Partitioned convolution discussion

[LionIT]

So the signal went through the same Blackhole device twice?

Not exactly.
1) REW sends sweep to BlackHole output ch. 1
2) Reaper acquires BlackHole input ch. 1 (looped back from REW)
3) Reaper is configured to reroute audio to BlackHole output ch. 2
4) REW acquires BlackHole input ch. 2 (looped back from Reaper)

There is no overlap if that is your doubt.

It is only in this precise configuration that the signal degrades.
If I play the REW's sweep with another app, like Apple Music or Audacity or any other player, and use the double loopback config as said before, everything works normally: THD+N below -140dbfs.

It's pretty weird and I think it depends on how REW handles drivers or how Core Audio works.

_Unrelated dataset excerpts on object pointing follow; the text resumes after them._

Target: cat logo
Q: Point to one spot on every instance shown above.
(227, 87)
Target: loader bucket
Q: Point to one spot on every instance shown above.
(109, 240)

But that's not the only anomaly with REW: I have noticed that in direct loopback measurements via Blackhole (ch1 out to ch1 in), if I start signal generation first compared to the acquisition of RTA, it is not possible to use a rectangular window, there is a lot of noisefloor fluctuation. As if there was a clock problem. But if I do the opposite, first I start RTA and then the generator, all perfect.
I suspect that the problem with the measurement via sweep is correlated and depends on the opening of the devices.

 

[mcdn]

This is the most important part. Unless there are bugs, the result is the same no matter what, except for numerical noise which will be different for different implementations anyway.



Here, a & b would be easily detected bugs. The first half of c is mostly nonsense, but the second half about rounding is true. However already with 32-bit floats any correct implementation will get a noise level in the vicinity of -150 dB (and -300 dB for 64-bit) so not an issue.

Points 3-5 are nonsense, because point 1

@HenrikEnquist I've just read Frank Wefers' paper (https://publications.rwth-aachen.de/record/466561/files/466561.pdf?subformat=pdfa&version=1) and if I understand it correctly there will be a slight difference in output for the first N output samples of a length-N FIR filter between an NUPC and a delay line implementation. In practice this is not consequential as most audio streams are continuous so it only affects a very short time during initial startup, but it is a difference in output. Have I got this right?

 

[bmc0]

if I understand it correctly there will be a slight difference in output for the first N output samples of a length-N FIR filter between an NUPC and a delay line implementation.

No, the output samples are identical irrespective of partitioning scheme (or lack thereof), save for cumulative rounding error.

 

[mcdn]

No, the output samples are identical irrespective of partitioning scheme (or lack thereof), save for cumulative rounding error.

A delay line FIR of length N gives its first output after N samples, after convolving the entire filter against the first N samples of the input.

A partitioned FIR with the first partition of length e.g. N/8 gives its first output after N/8 samples before it’s even seen the remaining 7N/8 samples.

How can the first N outputs be the same? I’m not asking about the steady state, but about the startup state.

 

[bmc0]

A delay line FIR of length N gives its first output after N samples, after convolving the entire filter against the first N samples of the input.

For clarity: by "delay line FIR", do you mean direct-form convolution? If so, then you get an output from the very first sample. Consider the following filter structure:

(from Wikipedia)

It can be seen that there is a non-delayed path from the input, x[n], to the output, y[n]. Real time convolution requires that the filter be causal, meaning that a given output depends only on previous inputs. So, y[n] can be computed from x[n - i], where 0 ≤ i ≤ N and N is the filter order (i.e. number of taps minus one). The sample values for negative indices are defined as equal to zero. Alternatively, one could think of the initial state of the delay line as being all zeros.

 

[mcdn]

is an emoji I have use often! Thank you @bmc0, thinking of the delay line as pre-filled with zeroes makes it all clear. This is the sort of patient explanation to dummies like me I love about ASR.